6 Pricing Strategies to Consider
Hi!
My research on pricing taught me that 69.6% of respondents wanted to know more about pricing strategies.
You ask.
You receive.
I was putting together a lecture for Ken Troupe’s Sports Revenue Class and as part of the lecture, I jotted down a few pricing strategies.
Let me share them with you this morning.
Cost Plus Pricing:
Maybe the simplest and if it is the only one you use, you are likely ahead of a lot of people.
Cost plus pricing means you take the cost of the goods or service and you add a little for profit.
The upside: it is pretty easy.
The downside: you usually don’t get all of the costs in there. You aren’t paying attention to what the market might be willing to pay, meaning you likely leave money on the table.
Competitor-Based Pricing:
Again, sort of simple. You look at what you think your competition is and price according to what they are doing.
The upside: simplicity.
The downsides are many. Usually beginning with not knowing your market because what you consider the alternative or the competition often isn’t.
You also likely leave money on the table or miss sales because you don’t know your market well enough.
Penetration Pricing:
This is where you set a low price to win customers over to a new product or offering.
It doesn’t really work because you have really just sold people something at a false price. The expectation is that this is what the price is and I value it accordingly.
I’m sure it has worked somewhere, but a good example is in the way that Uber won tons of market share when rides were subsidized by private equity. Once Uber became public and needed to show quarterly results and didn’t subside rides…people weren’t as apt to take Uber as they were previously.
That’s the challenge of Penetration Pricing.
It sounds great. It might work.
But turning it into a sustainable, profitable business often doesn’t.
Price Skimming:
This is a bit like Penetration Pricing, but working the other way.
You start high and as the market evolves and changes the price drops.
I don’t know mind cutting prices. I do mind discounts.
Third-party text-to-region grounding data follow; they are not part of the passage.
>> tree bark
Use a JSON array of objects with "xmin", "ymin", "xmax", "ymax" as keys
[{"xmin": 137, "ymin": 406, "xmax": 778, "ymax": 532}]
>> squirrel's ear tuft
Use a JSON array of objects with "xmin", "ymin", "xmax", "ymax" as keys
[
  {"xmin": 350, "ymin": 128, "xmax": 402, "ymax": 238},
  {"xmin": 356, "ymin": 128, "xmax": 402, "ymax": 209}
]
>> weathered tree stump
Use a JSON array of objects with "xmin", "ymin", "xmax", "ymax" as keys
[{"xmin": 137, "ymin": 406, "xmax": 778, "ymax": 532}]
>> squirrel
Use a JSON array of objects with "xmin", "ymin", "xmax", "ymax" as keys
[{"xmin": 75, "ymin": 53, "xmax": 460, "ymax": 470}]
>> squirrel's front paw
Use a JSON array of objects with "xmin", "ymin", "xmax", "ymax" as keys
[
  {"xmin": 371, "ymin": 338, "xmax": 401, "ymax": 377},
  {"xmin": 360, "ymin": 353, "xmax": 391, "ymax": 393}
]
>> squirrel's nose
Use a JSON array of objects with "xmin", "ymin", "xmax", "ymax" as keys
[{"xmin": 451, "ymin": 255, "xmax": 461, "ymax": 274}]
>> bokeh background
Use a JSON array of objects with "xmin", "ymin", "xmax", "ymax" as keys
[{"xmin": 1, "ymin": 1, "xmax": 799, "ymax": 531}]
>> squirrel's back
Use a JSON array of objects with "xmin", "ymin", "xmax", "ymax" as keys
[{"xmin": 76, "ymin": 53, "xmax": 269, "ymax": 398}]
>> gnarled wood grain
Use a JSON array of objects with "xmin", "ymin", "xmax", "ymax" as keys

The challenge that most people need to understand with price skimming is that it is much harder to raise prices after you’ve cut them.
Dynamic Pricing:
In theory, it is a better balance of managing pricing with supply and demand. There are tons of case studies that show how much better it is at helping businesses capture more of the value of their product or service.
The only problem is that it isn’t a perfect system by any stretch because customers often feel like their relationship with the business is transactional and when you’ve built a strong brand that’s an issue.
Dynamic Pricing works best where the brand is weak or not as strong as it could be and there isn’t as much emphasis on customer lifetime value. Because customers do take issue with dynamic pricing in a lot of cases.
Value-Based Pricing:
My favorite.
It can be tricky.
Value-Based pricing means you work to charge the client based on the value that will be created.
This works really well in professional services firms like mine.
You can charge certain businesses more than others because they are getting more value.
The challenge comes in being able to quantify what the value is.
What I have found is that it helps with underpricing which is often the biggest challenge folks are dealing with.
Look at these, think through them, and let me know which one you find most useful.
Dave
PS: In the survey, someone asked about the pricing of electricity in different territories. I’m still working on coming up with some good ideas there.